Yes, because menopausal ovaries cannot provide any ovarian hormones. The loss of the ovarian hormones causes a disease called severe hypogonadism. (HI-po-go-nad-ism). Also, sometimes called profound hypogonadism.

The word ‘hypogonadism’ comes from two words and a suffix,

hypo (hi-PO) = low

gonad (GO-nad) = ovary or testicle

-ism = referring to the functions of the gonads – ovary and testicle

Does peri-menopause cause a disease?

Yes, peri-menopause is a description of a disease called hypogonadism.

The word ‘hypogonadism’ comes from two words and a suffix,

hypo (hi-PO) = low

gonad (GO-nad) = ovary or testicle

-ism = referring to the functions of the gonads – ovary and testicle

The word hypogonadism means a lower than normal amount of ovarian hormones.

Is it more accurate to say peri-menopause or hypogonadism?

Both are accurate and are a description of lower than normal ovarian hormone levels.

Why isn’t severe hypogonadism recognized as a disease in women by all doctors?

Unfortunately, many doctors see the condition of severely low ovarian hormones levels as appropriate for women and may offer some support but largely ignore it in women.

All doctors should see severe hypogonadism as a real disease because it is a real disease.

Why doesn’t my doctor tell me that I have severe hypogonadism?

Doctors will usually tell you that you’re menopausal however it is uncommon for a doctor to tell a woman she has severe hypogonadism. There is no reason not to tell a woman when she has a disease.

Can a man have severe hypogonadism?

Yes, severe hypogonadism occurs in a man as his testicles fail and they no longer produce estradiol, testosterone or progesterone.

Since hormones perform the same way in both women and men, the loss of testosterone causes the same symptoms in women and men. The loss of progesterone will cause the same symptoms on women and men. The loss of estradiol will cause the same symptoms in women and men

How is severe hypogonadism treated in women and men?

Severe hypogonadism is the same disease in women and men, so the treatment should basically be the same.

Severe hypogonadism is the loss of progesterone, testosterone, and estradiol in both women and men.
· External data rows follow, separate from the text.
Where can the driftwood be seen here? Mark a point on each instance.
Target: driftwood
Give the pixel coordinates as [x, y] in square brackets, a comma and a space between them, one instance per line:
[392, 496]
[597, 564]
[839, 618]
For men, replacement of two hormones, progesterone, and testosterone but not estradiol would make sense. That is because some testosterone would be converted to estradiol via enzymes. A man only needs a small amount of estradiol. Though, if the estradiol is too low, estradiol replacement can be used.

For women, replacement of three hormones progesterone, testosterone, and estradiol, would make sense. A woman’s testosterone level is too low to convert enough estradiol via enzymes to the level that a woman needs. Therefore, women need to replace all three ovarian hormones.
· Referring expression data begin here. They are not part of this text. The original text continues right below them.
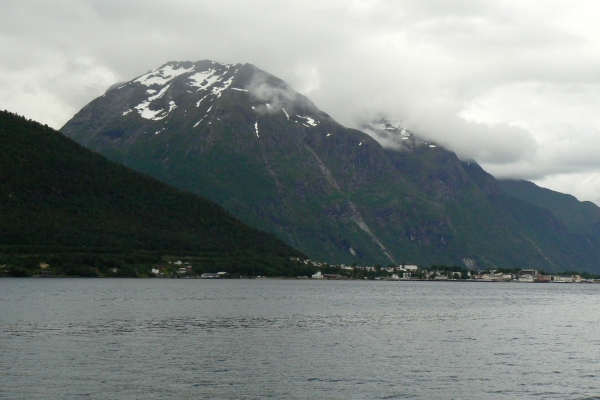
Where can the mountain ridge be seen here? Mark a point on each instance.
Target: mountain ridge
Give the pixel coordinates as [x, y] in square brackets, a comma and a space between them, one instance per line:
[57, 197]
[246, 140]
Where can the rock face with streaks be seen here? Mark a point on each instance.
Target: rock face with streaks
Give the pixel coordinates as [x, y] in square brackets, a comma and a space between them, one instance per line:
[244, 139]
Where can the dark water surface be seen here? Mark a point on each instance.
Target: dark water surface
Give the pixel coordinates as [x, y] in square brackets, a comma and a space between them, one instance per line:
[287, 339]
How does a doctor know how much to give of each ovarian hormone when treating severe hypogonadism?

Usually, a doctor will use recommended dosages based on published studies that document therapeutic levels.
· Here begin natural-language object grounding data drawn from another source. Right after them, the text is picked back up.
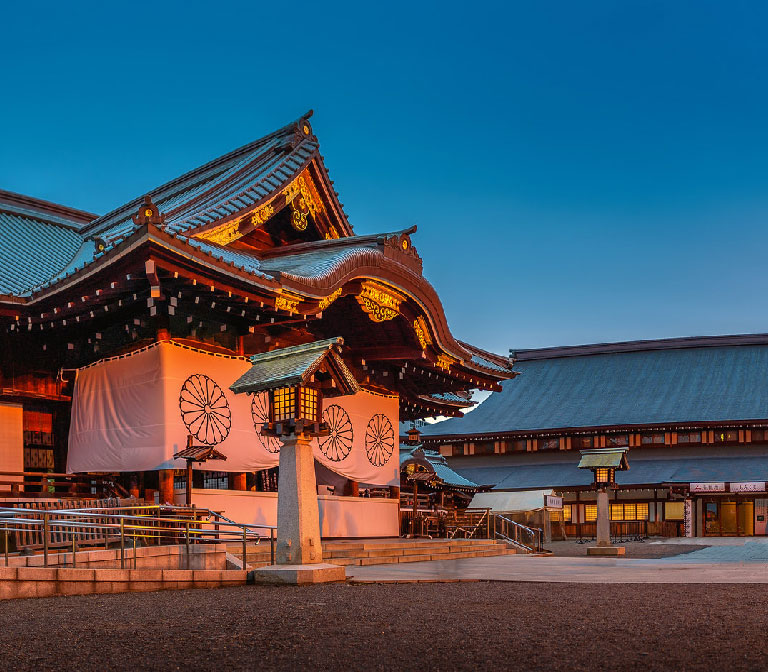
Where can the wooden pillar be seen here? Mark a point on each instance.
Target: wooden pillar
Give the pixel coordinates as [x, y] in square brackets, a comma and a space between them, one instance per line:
[165, 477]
[238, 480]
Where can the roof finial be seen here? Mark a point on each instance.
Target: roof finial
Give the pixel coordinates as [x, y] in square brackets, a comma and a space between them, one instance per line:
[148, 214]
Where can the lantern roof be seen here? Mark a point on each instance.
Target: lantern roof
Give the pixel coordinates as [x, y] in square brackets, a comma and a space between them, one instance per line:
[595, 458]
[200, 454]
[299, 365]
But, there are no therapeutic levels published for women. However, there are published therapeutic levels for men.

With no published data on healthy ranges for a woman with severe hypogonadism, every doctor must decide for him or herself what are the healthiest levels. With no published guidelines, a doctor will often under treat women.

What are the functions of the ovaries?

The ovaries have two main functions.

  1. The ovaries provide ovarian hormones, progesterone, testosterone, and estradiol. The ovaries produce ovarian hormones every moment of the day, every day of the month.
  2. The ovaries also provide an egg once a month for reproduction, which can be fertilized within 72 hours of ovulation.

Which is more important, producing ovarian hormones 24/7 or producing an egg that can be fertilized over 3 days?

Both of these functions are equally important because one can’t happen without the other.

Isn’t treatment over medicalized?

No, because over treatment would suggest that no disease exists. Severe hypogonadism is a very real and devastating disease.

Are women wrong to turn down treatment?

No, everyone has the right to turn down treatment for a disease.